Tanto éxito tuvo Carrusel, que después de terminada hicieron una gira por varios teatros del país, y mi madre –que como todas las madres, entienden muy bien los estúpidos enamoramientos de sus hijos-, consiguió no sé cómo boletos para la única función que darían en el norte de la ciudad. Mi mamá me va a llevar a ver Carrusel, les decía a mis amigos de la escuela, y era la envidia del todo el grupo. Ya en el teatro, el escenario era la misma escuela que en la telenovela, y los niños cantaban, asistían a clase, corrían por el patio e incluso entre el público.

Y durante dos o tres segundos tuve a María Joaquina a 30 centímetros de mí. Estrechó fugazmente mi mano al pasar entre el público, y yo, a mis 7 años, supe por primera vez que la felicidad son esos esporádicos ramalazos; esos rayos que te parten los huesos y te dejan estaqueado en la mitad del patio, como dice Cortázar. Un instante después la función había terminado, y Cirilo y yo volvimos a ser hermanos en la desgracia.

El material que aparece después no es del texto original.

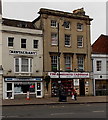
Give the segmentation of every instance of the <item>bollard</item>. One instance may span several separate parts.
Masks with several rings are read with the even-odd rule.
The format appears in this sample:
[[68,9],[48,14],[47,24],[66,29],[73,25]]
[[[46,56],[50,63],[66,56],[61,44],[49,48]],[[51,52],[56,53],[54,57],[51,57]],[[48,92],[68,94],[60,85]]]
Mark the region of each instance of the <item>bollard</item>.
[[30,92],[27,91],[27,97],[26,97],[27,100],[30,100]]

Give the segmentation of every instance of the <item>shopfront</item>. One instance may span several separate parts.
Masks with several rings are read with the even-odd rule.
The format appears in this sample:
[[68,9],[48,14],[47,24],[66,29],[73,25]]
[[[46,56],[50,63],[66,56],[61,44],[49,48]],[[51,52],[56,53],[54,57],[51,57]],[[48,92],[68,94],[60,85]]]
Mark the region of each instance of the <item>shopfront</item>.
[[42,98],[42,78],[4,78],[4,99],[25,98],[27,92],[31,97]]
[[[59,73],[49,72],[51,78],[51,96],[58,96],[59,89]],[[76,72],[60,72],[60,81],[68,96],[71,96],[72,88],[76,89],[77,94],[80,96],[89,95],[90,87],[89,73],[76,73]]]

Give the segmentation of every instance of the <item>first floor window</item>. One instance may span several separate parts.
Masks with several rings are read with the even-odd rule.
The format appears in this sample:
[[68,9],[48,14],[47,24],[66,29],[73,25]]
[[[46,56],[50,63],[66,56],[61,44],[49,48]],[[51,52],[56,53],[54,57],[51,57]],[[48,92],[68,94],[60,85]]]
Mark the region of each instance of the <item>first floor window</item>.
[[65,46],[70,46],[70,35],[65,35]]
[[15,72],[32,72],[32,58],[15,58]]
[[101,61],[96,61],[97,71],[101,71]]
[[65,70],[66,71],[71,70],[71,57],[70,56],[65,57]]
[[57,68],[58,68],[58,56],[51,56],[51,68],[52,68],[52,71],[57,71]]
[[58,45],[57,33],[51,33],[51,44]]
[[78,56],[78,71],[84,70],[84,57]]
[[8,47],[13,47],[14,37],[8,37]]

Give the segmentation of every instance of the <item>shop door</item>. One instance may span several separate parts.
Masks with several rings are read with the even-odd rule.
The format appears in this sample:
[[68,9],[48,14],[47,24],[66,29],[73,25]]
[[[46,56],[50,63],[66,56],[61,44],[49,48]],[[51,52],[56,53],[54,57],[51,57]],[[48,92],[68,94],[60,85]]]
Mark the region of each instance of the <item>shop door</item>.
[[36,83],[36,98],[42,98],[43,92],[42,92],[42,82]]
[[84,79],[80,79],[80,95],[85,96],[85,83]]
[[14,83],[6,83],[5,99],[14,99]]

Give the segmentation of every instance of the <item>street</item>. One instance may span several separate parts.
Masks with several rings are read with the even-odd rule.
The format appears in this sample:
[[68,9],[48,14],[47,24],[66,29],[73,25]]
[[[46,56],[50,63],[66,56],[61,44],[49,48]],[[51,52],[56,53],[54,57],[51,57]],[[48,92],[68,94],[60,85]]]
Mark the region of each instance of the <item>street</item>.
[[106,118],[106,103],[4,106],[3,118]]

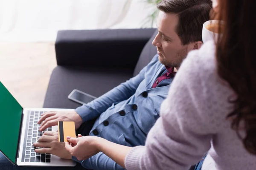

El personaje de María Joaquina Villaseñor quedó en nuestra memoria. Poco después Ludwika Paleta volvió a Polonia con su familia donde estudió algunos años, después se fue de nuevo a México e hizo varias telenovelas y películas más. Años después, ya convertida en toda una mujer, hizo su primer desnudo en una revista para hombres (por primera vez en la historia de la revista, la edición se agotó en menos de 12 horas), después se casó con un actor, se divorció, y se casó hace poco con el hijo de Carlos Salinas de Gortari, uno de los ex presidentes más odiados de México.

Yo me vine a Polonia hace unos años, y fue acá donde me enteré de que en esta ciudad, en Cracovia, nació Ludwika Paleta. Aquí hicieron carrera sus padres, aquí vienen de vez en cuando.

Como hoy, por ejemplo.

Esta semana el compositor y violinista Zbigniew Paleta -tal vez les suene la música de la trilogía Tres colores, de Krzysztof Kieślowski, o los conciertos sinfónicos y acústicos de Álex Lora y El Tri- está en Cracovia para recibir un importante premio y tocar con su antiguo grupo dentro del ciclo Conciertos para Piotr Skrzynecki. Lo acompañan sus dos hijas, Dominika y Ludwika. Es sabido que a Zbigniew Paleta le gusta pasarse por el bar Vis à Vis, en la plaza central de Cracovia, donde está la famosa estatua del fallecido compositor y coreógrafo Skrzynecki.

Ahí están los tres, acompañados de viejos amigos del violinista. En México jamás podría encontrármela en un bar, pero aquí, en su ciudad, a Ludwika no la conoce nadie.

Excepto aquellos a quienes nos hermanó la desgracia de Cirilo.


Me levanto sin pensar exactamente qué voy a decir. Sé que serán más de tres segundos. Y sé también que ya no será un rayo que me parta a la mitad como en aquel teatro cuando tenía 7 años.